IU School of Medicine
Neurology
Dr. Apostolova is a Distinguished Professor and the Barbara and the Peer Baekgaard Professor of Alzheimer’s Disease Research at Indiana University School of Medicine. She is an internationally recognized clinical investigator and the lead principal investigator of the Longitudinal Early-onset AD (EOAD) study (LEADS). Dr. Apostolova has made important contributions to the imaging and imaging genetics biomarker fields. Her work is bringing us closer to unravelling the heritable risk factors of sporadic AD and has generated fundamental insights into the biomarkers of AD and related disorders hinting at new and overlooked disease-associated mechanisms. Her foundational work in the LEADS study – a prospective longitudinal multi-site, observational clinical and biomarker study of EOAD, conducted at key AD research hubs and clinical sites across the U.S., explores the unique features of atypical AD yielding novel insights into the mechanisms, heterogeneity and heritability of AD. Dr.
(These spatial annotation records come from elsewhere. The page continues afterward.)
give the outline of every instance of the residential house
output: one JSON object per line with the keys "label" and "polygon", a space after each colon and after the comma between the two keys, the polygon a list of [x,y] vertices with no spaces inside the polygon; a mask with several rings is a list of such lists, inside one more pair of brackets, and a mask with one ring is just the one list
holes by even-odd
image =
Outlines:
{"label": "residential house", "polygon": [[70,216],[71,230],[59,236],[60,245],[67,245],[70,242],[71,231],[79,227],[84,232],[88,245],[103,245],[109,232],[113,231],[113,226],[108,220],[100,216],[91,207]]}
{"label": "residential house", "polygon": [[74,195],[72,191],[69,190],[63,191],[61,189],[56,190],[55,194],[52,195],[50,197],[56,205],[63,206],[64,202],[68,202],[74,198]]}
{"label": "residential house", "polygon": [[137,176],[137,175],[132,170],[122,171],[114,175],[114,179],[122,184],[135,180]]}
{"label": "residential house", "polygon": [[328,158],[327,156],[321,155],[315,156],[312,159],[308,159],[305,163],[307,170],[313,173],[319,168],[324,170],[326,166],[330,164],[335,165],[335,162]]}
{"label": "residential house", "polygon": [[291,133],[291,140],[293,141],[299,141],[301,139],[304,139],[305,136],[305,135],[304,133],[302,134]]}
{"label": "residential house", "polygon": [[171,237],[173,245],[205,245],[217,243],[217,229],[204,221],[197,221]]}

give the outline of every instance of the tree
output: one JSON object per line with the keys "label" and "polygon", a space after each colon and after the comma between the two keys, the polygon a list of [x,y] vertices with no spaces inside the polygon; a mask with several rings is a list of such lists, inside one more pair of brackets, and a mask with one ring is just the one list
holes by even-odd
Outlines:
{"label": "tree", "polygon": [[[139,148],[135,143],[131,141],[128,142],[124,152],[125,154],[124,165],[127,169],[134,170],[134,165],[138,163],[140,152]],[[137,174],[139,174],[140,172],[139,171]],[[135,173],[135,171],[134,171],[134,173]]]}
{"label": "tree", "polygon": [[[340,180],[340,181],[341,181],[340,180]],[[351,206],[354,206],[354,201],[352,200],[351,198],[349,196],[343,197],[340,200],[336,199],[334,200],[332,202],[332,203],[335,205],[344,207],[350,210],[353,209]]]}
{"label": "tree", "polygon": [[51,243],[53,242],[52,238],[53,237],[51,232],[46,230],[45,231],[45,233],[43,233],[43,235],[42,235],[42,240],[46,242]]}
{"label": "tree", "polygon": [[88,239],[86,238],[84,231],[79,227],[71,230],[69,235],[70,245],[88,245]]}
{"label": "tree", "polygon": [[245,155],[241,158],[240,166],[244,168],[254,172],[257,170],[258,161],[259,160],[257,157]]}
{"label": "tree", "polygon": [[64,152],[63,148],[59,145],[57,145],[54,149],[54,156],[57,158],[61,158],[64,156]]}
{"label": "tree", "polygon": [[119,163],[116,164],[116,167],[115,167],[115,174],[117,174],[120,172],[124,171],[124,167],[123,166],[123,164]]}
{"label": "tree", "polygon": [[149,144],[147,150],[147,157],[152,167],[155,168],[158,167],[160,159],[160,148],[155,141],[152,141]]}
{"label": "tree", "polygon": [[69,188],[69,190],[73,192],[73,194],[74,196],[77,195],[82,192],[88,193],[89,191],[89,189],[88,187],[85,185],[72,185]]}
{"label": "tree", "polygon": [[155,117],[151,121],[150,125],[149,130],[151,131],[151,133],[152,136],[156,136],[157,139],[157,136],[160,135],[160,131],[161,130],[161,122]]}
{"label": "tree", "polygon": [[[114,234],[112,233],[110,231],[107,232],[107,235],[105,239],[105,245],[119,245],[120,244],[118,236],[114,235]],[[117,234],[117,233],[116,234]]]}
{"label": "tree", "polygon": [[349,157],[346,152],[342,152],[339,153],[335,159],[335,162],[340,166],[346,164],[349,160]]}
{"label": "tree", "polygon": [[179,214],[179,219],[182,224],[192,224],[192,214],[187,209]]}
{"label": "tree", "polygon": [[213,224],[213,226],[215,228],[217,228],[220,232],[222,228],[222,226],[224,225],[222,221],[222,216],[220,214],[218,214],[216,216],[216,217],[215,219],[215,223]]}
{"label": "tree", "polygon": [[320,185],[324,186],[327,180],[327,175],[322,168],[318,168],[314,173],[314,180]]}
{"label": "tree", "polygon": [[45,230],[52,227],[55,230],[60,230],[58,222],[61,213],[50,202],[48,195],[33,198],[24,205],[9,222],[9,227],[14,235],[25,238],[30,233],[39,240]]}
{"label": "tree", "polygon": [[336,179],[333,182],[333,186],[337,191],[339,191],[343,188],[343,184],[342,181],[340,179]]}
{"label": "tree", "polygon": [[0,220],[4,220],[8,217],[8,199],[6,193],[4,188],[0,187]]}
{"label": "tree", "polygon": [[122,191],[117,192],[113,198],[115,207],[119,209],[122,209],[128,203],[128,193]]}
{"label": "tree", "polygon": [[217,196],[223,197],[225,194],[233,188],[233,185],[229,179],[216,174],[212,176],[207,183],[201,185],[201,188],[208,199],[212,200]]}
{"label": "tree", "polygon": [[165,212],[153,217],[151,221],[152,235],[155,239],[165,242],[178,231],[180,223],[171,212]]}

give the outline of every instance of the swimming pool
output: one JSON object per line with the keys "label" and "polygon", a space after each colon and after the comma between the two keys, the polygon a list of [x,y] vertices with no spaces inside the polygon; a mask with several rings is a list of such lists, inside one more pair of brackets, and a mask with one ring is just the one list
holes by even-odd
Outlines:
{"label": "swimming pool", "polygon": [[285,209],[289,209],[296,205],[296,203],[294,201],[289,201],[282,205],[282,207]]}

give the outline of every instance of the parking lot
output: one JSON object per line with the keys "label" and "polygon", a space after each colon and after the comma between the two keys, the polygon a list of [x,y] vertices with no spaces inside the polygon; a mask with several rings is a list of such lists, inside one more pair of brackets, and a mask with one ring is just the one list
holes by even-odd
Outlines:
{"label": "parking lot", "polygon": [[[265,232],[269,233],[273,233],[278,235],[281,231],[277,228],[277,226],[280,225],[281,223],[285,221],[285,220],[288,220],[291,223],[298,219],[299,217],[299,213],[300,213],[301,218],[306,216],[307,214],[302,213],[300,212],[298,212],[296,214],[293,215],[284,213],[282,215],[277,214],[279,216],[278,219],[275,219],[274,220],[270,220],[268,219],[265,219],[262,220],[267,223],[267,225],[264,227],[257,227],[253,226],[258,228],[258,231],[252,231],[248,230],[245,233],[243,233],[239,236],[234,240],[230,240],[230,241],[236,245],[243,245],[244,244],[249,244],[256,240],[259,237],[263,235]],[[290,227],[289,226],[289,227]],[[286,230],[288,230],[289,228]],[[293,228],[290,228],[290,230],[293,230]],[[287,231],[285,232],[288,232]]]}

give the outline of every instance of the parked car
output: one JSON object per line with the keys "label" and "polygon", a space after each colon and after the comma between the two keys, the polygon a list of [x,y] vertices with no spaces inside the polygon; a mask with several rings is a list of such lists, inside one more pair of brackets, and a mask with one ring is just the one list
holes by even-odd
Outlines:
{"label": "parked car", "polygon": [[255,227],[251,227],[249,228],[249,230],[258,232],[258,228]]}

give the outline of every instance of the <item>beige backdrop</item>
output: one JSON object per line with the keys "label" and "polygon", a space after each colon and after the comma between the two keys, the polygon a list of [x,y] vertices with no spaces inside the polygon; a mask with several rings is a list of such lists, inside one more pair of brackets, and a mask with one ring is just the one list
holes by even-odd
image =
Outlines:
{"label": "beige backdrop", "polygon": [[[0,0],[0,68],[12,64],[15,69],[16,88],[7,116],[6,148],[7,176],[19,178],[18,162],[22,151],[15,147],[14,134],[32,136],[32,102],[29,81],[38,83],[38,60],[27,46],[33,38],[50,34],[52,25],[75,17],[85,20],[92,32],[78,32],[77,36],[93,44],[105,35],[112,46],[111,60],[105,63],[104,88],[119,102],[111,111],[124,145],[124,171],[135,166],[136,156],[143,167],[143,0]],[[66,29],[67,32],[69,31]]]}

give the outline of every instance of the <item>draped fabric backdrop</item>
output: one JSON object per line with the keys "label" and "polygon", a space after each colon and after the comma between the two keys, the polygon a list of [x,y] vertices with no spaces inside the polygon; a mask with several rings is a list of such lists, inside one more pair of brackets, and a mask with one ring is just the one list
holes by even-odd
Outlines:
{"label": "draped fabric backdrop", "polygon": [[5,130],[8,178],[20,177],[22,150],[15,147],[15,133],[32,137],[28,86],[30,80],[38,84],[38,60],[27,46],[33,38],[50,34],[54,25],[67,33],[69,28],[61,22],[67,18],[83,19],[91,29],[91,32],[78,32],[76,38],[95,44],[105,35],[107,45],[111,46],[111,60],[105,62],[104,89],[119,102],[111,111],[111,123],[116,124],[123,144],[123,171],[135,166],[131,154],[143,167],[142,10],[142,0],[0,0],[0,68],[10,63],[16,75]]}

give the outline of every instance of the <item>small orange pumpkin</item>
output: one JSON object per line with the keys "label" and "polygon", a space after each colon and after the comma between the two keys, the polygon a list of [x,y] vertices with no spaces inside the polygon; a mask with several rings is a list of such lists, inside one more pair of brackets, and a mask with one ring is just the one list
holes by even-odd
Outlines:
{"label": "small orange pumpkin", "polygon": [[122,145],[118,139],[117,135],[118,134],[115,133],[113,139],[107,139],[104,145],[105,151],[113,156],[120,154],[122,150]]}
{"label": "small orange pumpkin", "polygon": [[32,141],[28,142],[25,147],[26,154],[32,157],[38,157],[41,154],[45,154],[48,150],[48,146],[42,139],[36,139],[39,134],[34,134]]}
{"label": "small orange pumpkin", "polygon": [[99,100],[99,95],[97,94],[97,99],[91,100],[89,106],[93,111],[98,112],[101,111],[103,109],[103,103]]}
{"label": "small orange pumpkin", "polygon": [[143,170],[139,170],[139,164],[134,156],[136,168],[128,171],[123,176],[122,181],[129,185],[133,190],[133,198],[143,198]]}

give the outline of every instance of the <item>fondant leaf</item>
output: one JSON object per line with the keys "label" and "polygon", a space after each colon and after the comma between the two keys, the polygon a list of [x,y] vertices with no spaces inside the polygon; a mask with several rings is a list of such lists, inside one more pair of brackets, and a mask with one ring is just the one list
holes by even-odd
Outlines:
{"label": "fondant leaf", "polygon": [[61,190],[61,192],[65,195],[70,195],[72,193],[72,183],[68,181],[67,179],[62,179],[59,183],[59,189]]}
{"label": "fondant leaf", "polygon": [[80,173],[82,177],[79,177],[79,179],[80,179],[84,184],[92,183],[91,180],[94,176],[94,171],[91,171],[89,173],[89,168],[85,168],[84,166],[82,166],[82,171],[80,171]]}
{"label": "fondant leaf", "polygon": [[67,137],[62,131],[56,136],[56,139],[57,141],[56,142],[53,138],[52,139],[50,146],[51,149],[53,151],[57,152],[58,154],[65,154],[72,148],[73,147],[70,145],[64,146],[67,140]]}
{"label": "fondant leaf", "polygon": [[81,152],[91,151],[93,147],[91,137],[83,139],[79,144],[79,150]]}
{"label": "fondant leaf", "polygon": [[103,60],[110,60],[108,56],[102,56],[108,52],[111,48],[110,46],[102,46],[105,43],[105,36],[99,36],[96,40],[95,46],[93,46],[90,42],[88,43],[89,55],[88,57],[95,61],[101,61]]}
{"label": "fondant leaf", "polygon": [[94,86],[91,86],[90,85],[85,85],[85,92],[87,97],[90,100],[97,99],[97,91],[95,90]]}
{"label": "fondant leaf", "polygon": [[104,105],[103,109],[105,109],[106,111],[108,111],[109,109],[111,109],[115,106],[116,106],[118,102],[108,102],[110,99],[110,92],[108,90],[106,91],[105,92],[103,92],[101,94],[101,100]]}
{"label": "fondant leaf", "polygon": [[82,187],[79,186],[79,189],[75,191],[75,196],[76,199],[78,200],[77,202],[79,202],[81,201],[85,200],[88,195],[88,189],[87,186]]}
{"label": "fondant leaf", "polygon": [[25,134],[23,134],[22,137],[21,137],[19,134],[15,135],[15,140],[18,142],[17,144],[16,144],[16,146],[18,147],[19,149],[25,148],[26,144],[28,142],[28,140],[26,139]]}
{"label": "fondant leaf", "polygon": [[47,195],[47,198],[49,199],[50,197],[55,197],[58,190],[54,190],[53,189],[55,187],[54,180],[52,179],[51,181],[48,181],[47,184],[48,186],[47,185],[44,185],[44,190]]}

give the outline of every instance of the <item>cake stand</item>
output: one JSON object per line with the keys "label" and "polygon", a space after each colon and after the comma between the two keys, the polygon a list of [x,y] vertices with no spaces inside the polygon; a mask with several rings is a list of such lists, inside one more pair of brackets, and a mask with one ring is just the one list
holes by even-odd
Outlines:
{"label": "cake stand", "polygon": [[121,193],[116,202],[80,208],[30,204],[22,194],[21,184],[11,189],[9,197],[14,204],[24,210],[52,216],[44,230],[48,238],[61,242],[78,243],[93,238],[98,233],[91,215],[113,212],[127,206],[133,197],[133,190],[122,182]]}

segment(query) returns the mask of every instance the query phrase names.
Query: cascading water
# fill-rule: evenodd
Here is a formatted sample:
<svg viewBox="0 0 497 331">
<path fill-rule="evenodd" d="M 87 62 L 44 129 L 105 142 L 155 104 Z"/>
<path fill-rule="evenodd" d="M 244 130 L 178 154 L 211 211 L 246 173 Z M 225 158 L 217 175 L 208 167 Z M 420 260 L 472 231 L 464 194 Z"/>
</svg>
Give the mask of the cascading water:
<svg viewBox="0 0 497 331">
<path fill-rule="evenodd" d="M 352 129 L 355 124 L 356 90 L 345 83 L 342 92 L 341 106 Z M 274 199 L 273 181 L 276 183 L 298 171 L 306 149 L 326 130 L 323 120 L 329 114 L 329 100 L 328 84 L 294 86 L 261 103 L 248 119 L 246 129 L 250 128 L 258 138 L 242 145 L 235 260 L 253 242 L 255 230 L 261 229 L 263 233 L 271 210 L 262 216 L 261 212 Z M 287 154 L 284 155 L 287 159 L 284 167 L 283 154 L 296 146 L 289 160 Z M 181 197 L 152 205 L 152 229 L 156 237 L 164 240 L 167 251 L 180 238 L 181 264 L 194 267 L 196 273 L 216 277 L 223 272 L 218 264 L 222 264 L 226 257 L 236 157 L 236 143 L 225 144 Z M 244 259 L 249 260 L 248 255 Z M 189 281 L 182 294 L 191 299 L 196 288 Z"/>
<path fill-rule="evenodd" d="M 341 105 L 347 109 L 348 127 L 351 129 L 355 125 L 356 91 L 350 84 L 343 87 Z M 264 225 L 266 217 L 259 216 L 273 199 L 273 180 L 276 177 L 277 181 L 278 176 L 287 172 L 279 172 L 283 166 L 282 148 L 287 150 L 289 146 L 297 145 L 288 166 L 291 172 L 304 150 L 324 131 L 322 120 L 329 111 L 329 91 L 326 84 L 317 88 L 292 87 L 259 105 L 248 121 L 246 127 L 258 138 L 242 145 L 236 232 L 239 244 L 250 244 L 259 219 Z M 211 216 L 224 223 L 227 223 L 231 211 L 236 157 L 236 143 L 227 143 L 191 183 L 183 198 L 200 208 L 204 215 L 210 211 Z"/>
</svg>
Apostolova is the Editor-in-Chief for Alzheimer’s Disease: Diagnosis, Assessment and Disease Monitoring.

Moderator of 1 Session

Session Time
13:50 - 15:50
Session Type
SYMPOSIUM
Date
Fri, 31.03.2023
Room
ONSITE - HALL F4+F5

Presenter of 3 Presentations

SPORADIC EARLY-ONSET ALZHEIMER’S DISEASE: PRELIMINARY RESULTS FROM LEADS

Session Type
SYMPOSIUM
Date
Fri, 31.03.2023
Session Time
13:50 - 15:50
Room
ONSITE - HALL F4+F5
Lecture Time
13:50 - 14:05

Abstract

Abstract Body

Background:

The Longitudinal Early-onset Alzheimer’s Disease study (LEADS) recruits early-onset Alzheimer’s Disease (EOAD), amyloid-negative cognitively impaired (EOnonAD), and age-matched controls (CN) participants – with enrollment ongoing.

Methods:

LEADS’s goal is to recruit 400 EOAD, 200 EOnonAD, and 100 CN. LEADS participants undergo cognitive, MRI, amyloid- and tau-PET, and plasma biomarker assessments annually. Cognitive trajectories were examined using mixed-effects modeling controlling for age, sex, and education. PET SUVR were calculated based on optimized composited reference regions. MRI and PET changes over time were determined using linear mixed effect models with random intercepts and slopes. Plasma biomarkers (Ab 42/40, GFAP, NfL) were measured at the University of Gothenburg, Sweden using Quanterix N4PE assay.

Results:

Significantly greater slopes of decline were seen across global cognition, attention, and visuospatial skills (ps<.05) at 12 months, with further decline in verbal memory, language, and executive skills at 24 months for EOAD (n=127 at 12, n=42 at 24 months) than CN (n=71 at 12, n=38 at 24 months). Longitudinal T1 MRI (n=111 EOAD) demonstrated a 2-4% annualized atrophy rate in AD-signature cortical regions, greatest in inferior parietal and posterolateral temporal cortices. Smaller effects were present in entorhinal and hippocampal regions. Florbetaben centiloid values (n=120 EOAD) increased over time by 4.4 CL/year (95%CI [3.5, 5.3], p<.001). Temporal Flortaucipir SUVR (n=111 EOAD) increased by 0.019 SUVR/year (95%CI [0.009, 0.028], p<.001). Plasma biomarkers (Ab 42/40, GFAP, NfL) correlated with one another and were associated with EOAD showing similar findings relative to published literature.

Conclusions:

This is the first report of baseline plasma biomarkers and annualized changes in cognition, atrophy, amyloid-, and tau-accumulation in EOAD participants from LEADS. Future work will include examining differential rates of change between EOAD and LOAD.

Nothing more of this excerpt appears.